# Scratch Coat



## Winchester

rbsremodeling said:


> Hold up I can't believe I let this thread get this far out of hand:furious:
> are you licensed?:laughing::laughing:


Ha! No, he lives in oklahoma where he can use somebody else's license for 25% of the profit :laughing:


----------



## bline22

I couldn't post the full url address so had to remove one of the w's from www in order for it to post...add a another w to get it work.


----------



## laybrick

I prefer type s , but, I think stone manufacturers recommend type N because it has a longer board life. Cultured stone doesn't burn up mud fast (especially for a novice) The less tempering (diluting) the better. I use type N bags with 14 shovels of sand. seems to work out pretty good.


----------



## stacker

Winchester said:


> Ha!
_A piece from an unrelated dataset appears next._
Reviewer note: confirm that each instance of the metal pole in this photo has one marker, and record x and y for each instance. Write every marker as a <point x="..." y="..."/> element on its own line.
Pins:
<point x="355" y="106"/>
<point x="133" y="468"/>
No, he lives in oklahoma where he can use somebody else's license for 25% of the profit :laughing:


25%!im getting screwed.:furious:

when i apply stone,i use type n mason with 17 shovels of sand and a shovel of portland.which i think tscar told me was the same as type s.
i apply a scratch coat and come right back over the area with my thick mud base(3/4 in)apply the stone and grout the joints with a grout bad.then move on.
last week i had to lay block under a house that had been moved about 15 miles over county roads.10 years ago i installed stone on this house's addition.when i got to the job i was suprised that the house movers didnt remove the stone.the stone was all intact with a couple cracks on the corners is all.i was impressed.


----------